General information
- Type: Heritage listed building
- Location: Second Avenue, Nungarin, Western Australia
- Coordinates: 31°11′08″S 118°05′50″E﻿ / ﻿31.1856°S 118.0971°E
- Completed: 1942
- Owner: Shire of Nungarin

Western Australia Heritage Register
- Type: State Registered Place
- Designated: 5 November 1999
- Reference no.: 3482

= Nungarin Army Vehicle Workshop =

The Nungarin Army Vehicle Workshop is a heritage listed building in Nungarin, Western Australia currently operating as the Nungarin Heritage Machinery & Army Museum.

==History==
The Nungarin Army Vehicle Workshop was built by the Australian Army in 1942 for World War II. It was part of the No.5 Base Ordnance Depot.

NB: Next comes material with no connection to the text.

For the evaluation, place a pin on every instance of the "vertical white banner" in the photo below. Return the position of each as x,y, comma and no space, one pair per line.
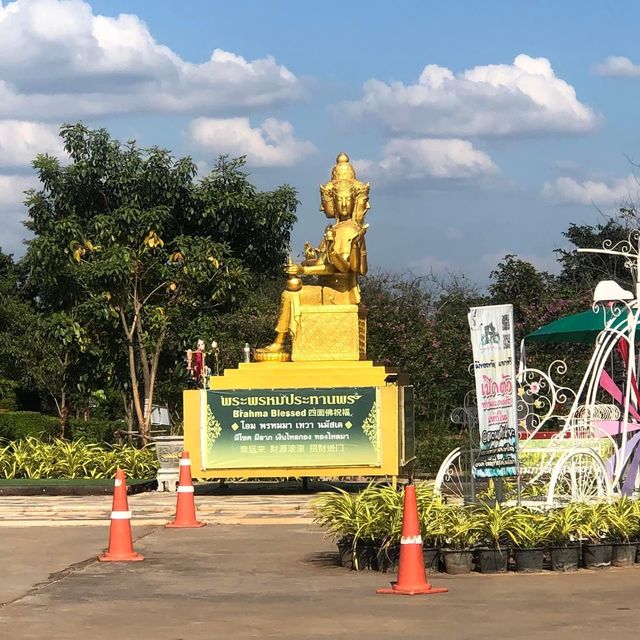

The frame of the building was prefabricated in Perth and transported to Nungarin, unusual for a building of this size and materials.

After World War II, the building was sold to the Shire of Nungarin along with the rest of the base. The building is now the largest and most significant remnant of the Base Ordinance Depot. It is now home to the Nungarin Heritage Machinery and Army Museum.

==Description==
The building is one of the largest timber clad buildings in the southern hemisphere.